O senhor da coisa é o uso -o uso predominante no padrão formal, quando se trata das variedades cultas da língua
DIA DESSES, um amigo, jornalista, disse-me que recebeu
de um leitor um e-mail em
que, em outras palavras, era chamado de desconhecedor da língua etc.
O motivo? O emprego da forma "vir"
nesta frase: "Se você vir cenas interessantes, gente famosa...". O leitor
destacou a forma "vir" e "ensinou" a
conjugação correta ("Se você ver cenas..."). Paciente e polido, o jornalista escreveu ao leitor, limitando-se a
indicar-lhe as flexões do futuro do
subjuntivo de "ver" presentes no
"Houaiss". Resposta do leitor: "Vivendo e aprendendo". Menos mal.
Pois bem. Faz tempo, muito tempo, que não troco duas palavras sobre a conjugação de certos verbos irregulares, item desejável quando se
trata do domínio das variedades cultas da língua.

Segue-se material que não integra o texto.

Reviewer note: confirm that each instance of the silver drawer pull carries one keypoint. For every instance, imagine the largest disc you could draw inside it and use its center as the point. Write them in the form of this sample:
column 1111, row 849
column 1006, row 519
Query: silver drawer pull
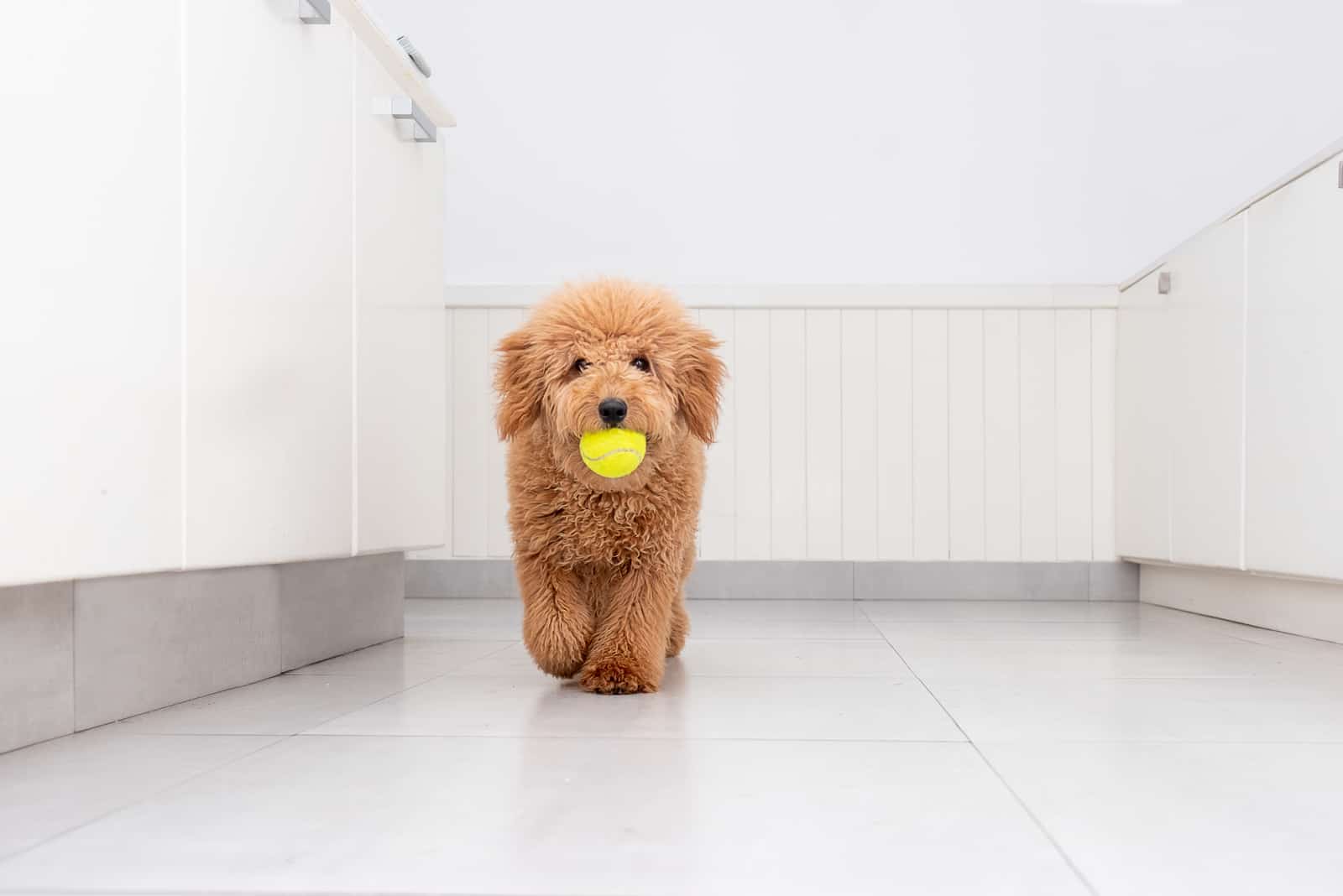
column 315, row 13
column 426, row 132
column 416, row 56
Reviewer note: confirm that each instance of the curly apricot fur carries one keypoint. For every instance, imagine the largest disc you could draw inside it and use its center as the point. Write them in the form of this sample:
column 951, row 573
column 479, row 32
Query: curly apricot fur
column 602, row 562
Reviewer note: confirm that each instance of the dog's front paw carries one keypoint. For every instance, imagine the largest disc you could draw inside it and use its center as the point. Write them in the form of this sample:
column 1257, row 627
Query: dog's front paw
column 618, row 675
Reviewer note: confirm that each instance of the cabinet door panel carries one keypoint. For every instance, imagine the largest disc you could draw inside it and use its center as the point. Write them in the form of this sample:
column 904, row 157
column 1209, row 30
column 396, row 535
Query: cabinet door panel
column 269, row 239
column 1293, row 497
column 91, row 311
column 1142, row 421
column 402, row 399
column 1206, row 317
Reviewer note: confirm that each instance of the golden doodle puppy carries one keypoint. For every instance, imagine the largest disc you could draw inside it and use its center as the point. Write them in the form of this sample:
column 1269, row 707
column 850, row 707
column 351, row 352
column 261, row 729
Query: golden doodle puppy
column 602, row 561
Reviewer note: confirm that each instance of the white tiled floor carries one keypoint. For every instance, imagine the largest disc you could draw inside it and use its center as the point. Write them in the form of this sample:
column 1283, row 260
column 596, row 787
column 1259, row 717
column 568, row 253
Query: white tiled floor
column 810, row 748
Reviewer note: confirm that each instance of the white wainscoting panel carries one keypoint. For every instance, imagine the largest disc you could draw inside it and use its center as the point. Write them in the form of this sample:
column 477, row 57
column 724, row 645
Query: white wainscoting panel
column 1038, row 438
column 789, row 432
column 856, row 431
column 752, row 414
column 895, row 435
column 1072, row 435
column 863, row 434
column 928, row 378
column 825, row 508
column 1002, row 435
column 719, row 513
column 966, row 432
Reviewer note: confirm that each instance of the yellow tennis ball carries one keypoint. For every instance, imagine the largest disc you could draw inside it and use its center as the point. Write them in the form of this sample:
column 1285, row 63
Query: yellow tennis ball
column 613, row 452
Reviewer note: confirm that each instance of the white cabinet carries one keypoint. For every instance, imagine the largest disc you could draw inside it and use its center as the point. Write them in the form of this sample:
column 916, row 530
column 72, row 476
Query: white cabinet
column 269, row 284
column 1206, row 322
column 91, row 320
column 201, row 307
column 400, row 357
column 1293, row 502
column 1142, row 421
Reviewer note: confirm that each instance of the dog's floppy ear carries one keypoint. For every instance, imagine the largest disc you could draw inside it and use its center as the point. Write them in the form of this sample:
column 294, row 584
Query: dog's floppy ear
column 519, row 383
column 698, row 383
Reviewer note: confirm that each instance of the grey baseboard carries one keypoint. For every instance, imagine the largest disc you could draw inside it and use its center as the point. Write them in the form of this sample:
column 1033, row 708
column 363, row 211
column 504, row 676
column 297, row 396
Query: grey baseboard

Vamos falar deles, sim,
mas antes talvez seja necessário relembrar que o senhor da coisa é o
uso -obviamente, o uso predominante no padrão formal, quando se
trata da língua culta (ou "exemplar",
como diz o Professor Bechara).
É sempre bom lembrar que, quando dizem "eu sabo" ou "eu podo", as
crianças levam em conta um modelo cujo sistema já internalizaram. Se
de "andar" se faz "eu ando" e de "beber" se faz "eu bebo", de "saber" se
faz "eu sabo", uai! E, se de "beber" se
faz "eu bebi" e de "comer" se faz "eu
comi", de "fazer" se faz "eu fazi" e de
"dizer" se faz "eu dizi", santo Deus!
Criança que faz isso tem futuro, sim!
Um belo dia, a criança acaba absorvendo as formas que, embora irregulares, são consagradas pelo uso.
Note que "irregulares" significa
"que não são regulares", ou seja, que
não seguem as regras. "Regra" vem
do latim "regula", que, entre outros
significados, tem o de "preceito ou
norma que serve de guia a procedimentos ou comportamentos".
No caso dos verbos, a "regra" é a
primeira pessoa do singular do presente do indicativo ser formada por
esta conta: o infinitivo ("andar", "sofrer", "partir", por exemplo) perde a
terminação "-ar", "-er" ou "-ir" e recebe um "o" ("ando", "sofro", "parto"). Por razões diversas, certas flexões se afastam da "regra", ou seja,
do que é regular. Uma vez consagradas pelo uso, essas formas irregulares acabam "legitimadas" etc.
As irregularidades não são "privilégio" do presente do indicativo (e
de seu derivado, o presente do subjuntivo); estão também nos pretéritos e nos futuros. Nos verbos regulares, a primeira do singular do pretérito perfeito é feita com as terminações "-ei" (verbos que terminam em
"-ar" -"lavei", "casei") e "-i" (verbos
terminados em "-er" e "-ir" -"sofri",
"bebi", "decidi", "dirigi"). Nos verbos irregulares, tudo pode acontecer: de "estar" se faz "estive"; de "trazer", "trouxe"; de "caber", "coube".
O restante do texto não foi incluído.